Robustness to hyperparameters. A big reason MeDS needs no noise-ratio-specific tuning is that it is insensitive to most of its hyperparameters, and a single fixed subsampling ratio works across every noise level. The figure below sweeps the final model’s image-level AUROC (top row) and pixel-level P-AP (bottom row) against three hyperparameters, with a separate curve per noise ratio (\(0/10/20/40\%\)):
- Ensemble size \(B\) (left). Both metrics climb steeply from a single memory and flatten by \(B \approx 50\); larger ensembles mainly stabilize the high-noise curves (the \(40\%\) case gains the most). We use \(B = 100\), comfortably inside the saturated region.

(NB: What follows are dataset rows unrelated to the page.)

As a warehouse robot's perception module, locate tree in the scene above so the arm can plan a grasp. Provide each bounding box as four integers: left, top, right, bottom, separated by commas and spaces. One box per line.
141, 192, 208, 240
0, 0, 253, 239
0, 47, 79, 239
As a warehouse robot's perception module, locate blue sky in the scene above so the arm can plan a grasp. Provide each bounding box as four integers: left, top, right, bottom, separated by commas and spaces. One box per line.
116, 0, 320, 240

- Subsampling ratio \(\rho\) (middle). There is a clear peak around \(\rho = 0.1\): too small wastes data, while too large lets anomalous features leak into the memory and erodes the normal–anomaly gap — most damaging at \(40\%\) noise. Crucially, the same \(\rho = 0.1\) is best at every noise level, which is exactly why no per-noise tuning is needed (and matches the sweet spot predicted by Theorem 1).

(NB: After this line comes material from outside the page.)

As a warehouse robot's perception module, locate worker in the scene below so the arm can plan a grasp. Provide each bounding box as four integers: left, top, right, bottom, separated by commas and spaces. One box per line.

- Distillation iterations \(T\) (right). Performance rises and then plateaus instead of degrading. This is the payoff of progressive selection: where the distilled-only model of Step 2 would start overfitting to noise, fine-tuning on the self-selected clean subset lets the model train far longer safely — so the exact stopping point no longer matters.
Active Label Correction
Beyond fully-automatic detection, MeDS doubles as a tool for cleaning datasets. By ranking training images from most- to least-suspicious (using its selection scores), it lets a human reviewer find and remove contaminated samples while inspecting far fewer images — instead of checking every single one. Concretely, MeDS pushes contaminated samples higher up the list (better ranking quality, measured by AUPRC) and shrinks the inspection depth — the fraction of the data you must review to catch all the contamination — cutting annotation effort across every noise level.